Nordrhein-Westfalen drängt auf Nachbesserungen an Sparplänen

Köln – Nordrhein-Westfalen (NRW) will sich bei der Diskussion um das Beitragssatzstabilisierungsgesetz für die gesetzliche Krankenversicherung (GKV) dafür einsetzen, dass der Bund einen größeren Teil der Kosten für die Versorgung von Menschen übernimmt, die eine Grundsicherung beziehen.

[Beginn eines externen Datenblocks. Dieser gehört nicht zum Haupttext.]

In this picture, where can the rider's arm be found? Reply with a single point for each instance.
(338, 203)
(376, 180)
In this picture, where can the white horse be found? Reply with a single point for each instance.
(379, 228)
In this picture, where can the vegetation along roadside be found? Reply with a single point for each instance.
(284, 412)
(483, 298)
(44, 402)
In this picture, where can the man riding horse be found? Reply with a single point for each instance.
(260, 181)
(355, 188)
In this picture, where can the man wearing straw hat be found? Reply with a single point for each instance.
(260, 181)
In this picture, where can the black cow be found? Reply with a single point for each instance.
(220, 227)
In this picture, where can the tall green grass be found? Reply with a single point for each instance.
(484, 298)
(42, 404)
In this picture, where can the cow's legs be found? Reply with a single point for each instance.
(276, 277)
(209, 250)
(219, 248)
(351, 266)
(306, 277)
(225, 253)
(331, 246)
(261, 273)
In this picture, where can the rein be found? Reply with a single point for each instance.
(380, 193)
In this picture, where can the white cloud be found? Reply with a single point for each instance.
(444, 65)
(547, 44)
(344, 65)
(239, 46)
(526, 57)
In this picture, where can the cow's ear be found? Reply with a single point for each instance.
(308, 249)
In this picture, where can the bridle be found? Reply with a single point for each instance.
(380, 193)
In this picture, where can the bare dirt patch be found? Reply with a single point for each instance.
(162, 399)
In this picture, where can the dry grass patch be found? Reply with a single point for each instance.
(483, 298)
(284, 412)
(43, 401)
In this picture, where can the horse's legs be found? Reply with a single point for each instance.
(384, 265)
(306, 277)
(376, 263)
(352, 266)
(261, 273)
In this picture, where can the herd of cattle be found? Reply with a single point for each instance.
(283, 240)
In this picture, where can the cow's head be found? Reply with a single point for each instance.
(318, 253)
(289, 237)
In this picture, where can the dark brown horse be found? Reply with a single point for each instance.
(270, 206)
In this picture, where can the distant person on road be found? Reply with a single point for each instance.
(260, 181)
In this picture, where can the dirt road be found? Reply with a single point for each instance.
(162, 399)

„Die dafür vorgesehenen 250 Millionen Euro im Jahr 2027 sind deutlich zu wenig“, sagte Matthias Heidmeier (CDU), Staatssekretär im NRW-Ministerium für Arbeit, Gesundheit und Soziales (MAGS), gestern Abend beim Auftakt des Gesundheitskongresses des Westens in Köln. Zudem gehe die gleichzeitige Kürzung des Bundeszuschusses zur GKV von rund zwei Milliarden Euro „in die falsche Richtung“, so Heidmeier.
Hintergrund ist, dass der Bund mit dem GKV-Beitragssatzstabilisierungsgesetz plant, den Bundeszuschuss für die GKV für die Jahre 2027 bis 2030 um je zwei Milliarden Euro auf 12,5 Milliarden Euro zu kürzen. Bisher liegt er bei 14,5 Milliarden Euro.

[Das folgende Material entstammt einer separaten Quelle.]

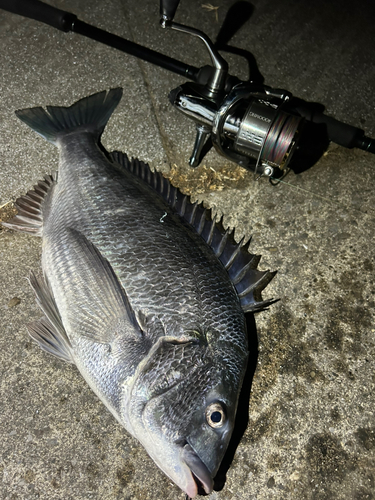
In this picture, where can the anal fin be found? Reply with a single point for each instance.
(49, 332)
(49, 339)
(29, 218)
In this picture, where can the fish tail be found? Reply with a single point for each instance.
(88, 114)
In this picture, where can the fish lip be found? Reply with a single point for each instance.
(199, 471)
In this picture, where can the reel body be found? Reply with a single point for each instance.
(248, 125)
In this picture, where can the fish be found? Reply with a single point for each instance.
(142, 290)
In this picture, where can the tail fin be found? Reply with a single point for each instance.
(90, 114)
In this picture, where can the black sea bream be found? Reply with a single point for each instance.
(142, 291)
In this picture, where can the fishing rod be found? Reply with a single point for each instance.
(251, 124)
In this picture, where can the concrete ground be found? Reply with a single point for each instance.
(311, 427)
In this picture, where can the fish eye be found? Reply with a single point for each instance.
(215, 415)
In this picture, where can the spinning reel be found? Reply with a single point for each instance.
(251, 124)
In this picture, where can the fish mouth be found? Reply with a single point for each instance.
(203, 482)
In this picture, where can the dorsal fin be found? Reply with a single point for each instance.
(235, 257)
(29, 218)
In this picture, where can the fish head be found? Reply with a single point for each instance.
(182, 409)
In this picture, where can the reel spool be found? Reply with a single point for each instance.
(262, 132)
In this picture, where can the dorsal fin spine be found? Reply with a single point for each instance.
(240, 264)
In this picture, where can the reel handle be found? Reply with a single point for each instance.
(40, 11)
(168, 9)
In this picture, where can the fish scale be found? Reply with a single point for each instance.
(142, 291)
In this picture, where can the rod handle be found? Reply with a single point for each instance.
(34, 9)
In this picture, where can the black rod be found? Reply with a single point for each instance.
(135, 50)
(65, 21)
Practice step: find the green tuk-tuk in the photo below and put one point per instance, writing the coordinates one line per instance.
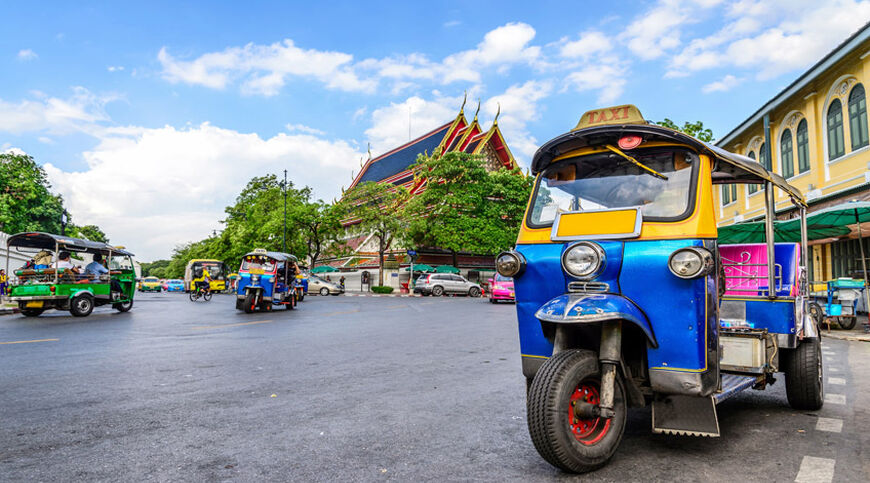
(67, 273)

Zugleich plant der Bund aber, in die kostendeckende Finanzierung der Beziehenden von Grundsicherung – vormals Bürgergeld genannt – einzusteigen. Dies soll ab dem kommenden Jahr mit 250 Millionen Euro beginnen. Die Deckungslücke für diese versicherungsfremde Leistung liegt aber bei schätzungsweise mindestens zehn Milliarden Euro.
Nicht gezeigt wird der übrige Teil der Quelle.